Question asked by JERRY_MARKETOS on Jun 16, 2004
Tips for better chances of success when using the OSCPORT
automated nonlinear closed loop oscillator analysis:

Oscillator circuits can be tricky to analyze in closed loop form.
Sometimes, the oscillation frequency in closed loop form can shift
due to impedance interaction of the two ports that were previously
used to analyze the circuit in open loop form.  Also, the higher the
loaded Q of the oscillator, the more difficult it generally is to analyze
steady state large signal conditions.  (The easier it is to miss the
frequency with steady state oscillation conditions).

The OscPort module provides an automated means for finding
closed loop detection of oscillator circuit operation.  To best apply
the OscPort, here are some tips:

1) Choice of node to locate OscPort:  It's important to locate the
OscPort at a node which exhibits certain impedance conditions
at the oscillation frequency.  (The Real portion of the port's Zin
is negative and the Imag portion of the port's Zin is zero).  There
can exist situations where the closed loop conditions change
sufficiently to invalidate predictions that may have been made in
the open loop analysis - this is part of the challenge of oscillator
circuit simulation.  The actual location of the OscPort may end
up being somewhere on the input of the circuit or somewhere
on the output, in order to satisfy the criteria above.

2) Add a nonlinear (Harbec) analysis to the "Analysis" folder.
In the "Harbec Options" window, "Oscillator" tab, set the minimum
and maximum search frequency, and number of points for small
signal analysis.  Note that searching too narrow a band, or searching
an insufficient number of data points...  can result in not finding
oscillation conditions.  You may need to try different frequency
intervals, or increase the number of data points in a given interval.

3) Check the checkbox at bottom for "Display spectrum and waveform graphs".
This will cause the Harbec module to create the oscillator analysis equations
and output measurements.

4) Click the button "Find initial oscillator port frequency".  The Harbec module should
find a frequency and display it in the dialogue window.  If a frequency is not found,
close the Harbec options dialogue box and re-run the Harbec analysis by right-clicking
the Harbec analysis in the file tree and choosing "recalculate".

At first running, a set of output equations and graphs will be created.
Open the graph "Oscillation criteria for HB"
(note if the filename used for the Harbec analysis is too long, the graph may
come out with a short name such as Graph1).

The graph shows a sweep of the OscPort impedance.  In order to detect
oscillation, the OscPort is looking for the presence of three conditions:
a) The phase angle of the impedance at the OscPort must be sufficiently near zero
b) The impedance signature contains a relatively sharp change
c) The Real portion of impedance magnitude is <0  (negative)
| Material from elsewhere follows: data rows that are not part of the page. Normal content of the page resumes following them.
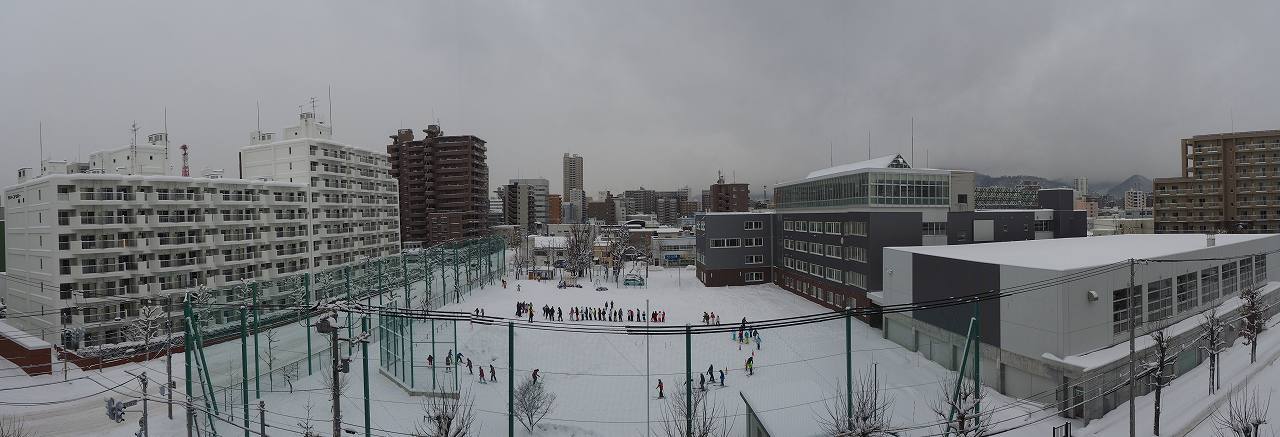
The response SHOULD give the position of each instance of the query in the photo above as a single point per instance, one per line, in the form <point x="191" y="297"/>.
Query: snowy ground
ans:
<point x="600" y="381"/>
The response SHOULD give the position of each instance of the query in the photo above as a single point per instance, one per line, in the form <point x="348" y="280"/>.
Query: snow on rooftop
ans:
<point x="1063" y="254"/>
<point x="883" y="162"/>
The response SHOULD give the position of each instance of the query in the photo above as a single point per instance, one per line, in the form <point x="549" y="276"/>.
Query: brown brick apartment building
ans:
<point x="443" y="185"/>
<point x="1230" y="182"/>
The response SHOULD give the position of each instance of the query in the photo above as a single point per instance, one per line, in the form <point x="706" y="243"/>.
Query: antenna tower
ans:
<point x="133" y="146"/>
<point x="186" y="169"/>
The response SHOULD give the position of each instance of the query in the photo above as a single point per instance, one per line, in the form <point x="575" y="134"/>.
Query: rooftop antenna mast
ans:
<point x="133" y="146"/>
<point x="167" y="141"/>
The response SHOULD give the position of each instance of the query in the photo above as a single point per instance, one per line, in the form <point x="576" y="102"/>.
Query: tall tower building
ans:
<point x="1225" y="185"/>
<point x="443" y="182"/>
<point x="572" y="173"/>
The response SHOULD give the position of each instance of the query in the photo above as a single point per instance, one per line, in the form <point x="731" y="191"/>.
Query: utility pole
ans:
<point x="168" y="362"/>
<point x="142" y="422"/>
<point x="1133" y="374"/>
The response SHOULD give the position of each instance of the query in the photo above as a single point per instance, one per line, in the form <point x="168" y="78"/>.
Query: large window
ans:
<point x="1208" y="285"/>
<point x="1160" y="300"/>
<point x="935" y="228"/>
<point x="855" y="278"/>
<point x="1123" y="300"/>
<point x="855" y="228"/>
<point x="1229" y="278"/>
<point x="1187" y="292"/>
<point x="1246" y="273"/>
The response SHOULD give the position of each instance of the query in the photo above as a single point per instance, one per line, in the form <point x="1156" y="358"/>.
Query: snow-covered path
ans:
<point x="599" y="379"/>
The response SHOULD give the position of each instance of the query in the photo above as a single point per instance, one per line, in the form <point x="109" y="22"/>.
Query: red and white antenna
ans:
<point x="186" y="171"/>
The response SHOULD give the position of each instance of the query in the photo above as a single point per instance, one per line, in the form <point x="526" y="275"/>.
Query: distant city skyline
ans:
<point x="1093" y="90"/>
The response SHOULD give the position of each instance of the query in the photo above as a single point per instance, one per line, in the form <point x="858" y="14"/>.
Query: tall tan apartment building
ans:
<point x="1230" y="182"/>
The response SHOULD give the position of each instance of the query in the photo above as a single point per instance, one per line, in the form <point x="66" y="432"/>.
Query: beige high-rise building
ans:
<point x="572" y="173"/>
<point x="1230" y="182"/>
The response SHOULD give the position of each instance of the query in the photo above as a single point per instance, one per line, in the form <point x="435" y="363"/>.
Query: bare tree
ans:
<point x="305" y="427"/>
<point x="13" y="426"/>
<point x="146" y="327"/>
<point x="579" y="247"/>
<point x="960" y="410"/>
<point x="869" y="415"/>
<point x="708" y="418"/>
<point x="1214" y="329"/>
<point x="1244" y="415"/>
<point x="533" y="403"/>
<point x="447" y="417"/>
<point x="1159" y="372"/>
<point x="1253" y="322"/>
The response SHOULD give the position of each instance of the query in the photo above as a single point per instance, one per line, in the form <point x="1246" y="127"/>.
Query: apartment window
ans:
<point x="1160" y="300"/>
<point x="855" y="278"/>
<point x="1187" y="292"/>
<point x="833" y="274"/>
<point x="1121" y="300"/>
<point x="1208" y="285"/>
<point x="1246" y="273"/>
<point x="833" y="251"/>
<point x="856" y="254"/>
<point x="855" y="228"/>
<point x="1229" y="278"/>
<point x="1260" y="269"/>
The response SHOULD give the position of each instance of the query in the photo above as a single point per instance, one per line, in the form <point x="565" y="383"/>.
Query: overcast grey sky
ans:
<point x="659" y="94"/>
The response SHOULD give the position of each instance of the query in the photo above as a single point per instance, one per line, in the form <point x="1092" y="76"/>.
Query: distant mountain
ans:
<point x="1134" y="182"/>
<point x="1013" y="181"/>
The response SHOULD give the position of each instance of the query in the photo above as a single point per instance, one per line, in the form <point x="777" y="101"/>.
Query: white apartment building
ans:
<point x="353" y="199"/>
<point x="87" y="251"/>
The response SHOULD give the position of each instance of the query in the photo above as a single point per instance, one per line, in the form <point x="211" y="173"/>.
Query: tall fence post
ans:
<point x="306" y="305"/>
<point x="849" y="365"/>
<point x="689" y="381"/>
<point x="245" y="367"/>
<point x="364" y="351"/>
<point x="257" y="376"/>
<point x="511" y="378"/>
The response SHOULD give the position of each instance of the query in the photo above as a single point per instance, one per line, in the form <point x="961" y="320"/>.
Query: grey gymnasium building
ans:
<point x="826" y="236"/>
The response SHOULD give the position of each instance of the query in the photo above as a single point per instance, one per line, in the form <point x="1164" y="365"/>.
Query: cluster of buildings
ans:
<point x="882" y="233"/>
<point x="90" y="244"/>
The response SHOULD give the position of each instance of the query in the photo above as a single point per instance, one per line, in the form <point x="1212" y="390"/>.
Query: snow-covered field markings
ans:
<point x="598" y="378"/>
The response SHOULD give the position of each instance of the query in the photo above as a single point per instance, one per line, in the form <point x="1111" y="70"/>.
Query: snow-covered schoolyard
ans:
<point x="604" y="383"/>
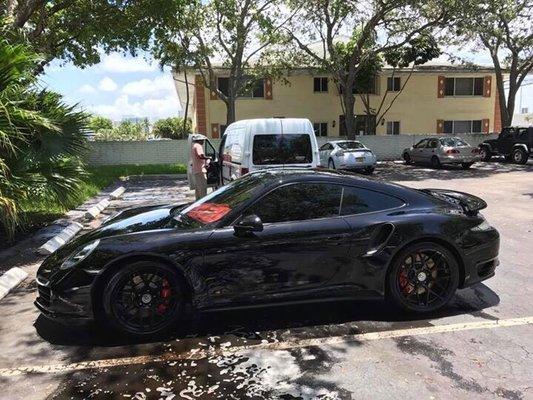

5) If the circuit does not demonstrate oscillation conditions in the predefined frequency
band, move the OscPort to a different node.  The OscPort may be placed anywhere
in the feedback path from output to input, or within nodes associated with the resonator.
For high Q oscillators, make sure to use enough frequency data points to avoid missing
the sharp resonance conditions.

6) When the frequency of oscillation is found, proceed to the next step:  nonlinear analysis.
At this point, click the radio button "use oscillator solver" on the "oscillator" tab of the nonlinear
analysis.  This activates the Newton algorithm of the oscillator analysis, which seeks to solve
for Real and Imaginary portions of the first Harmonic content to be zero.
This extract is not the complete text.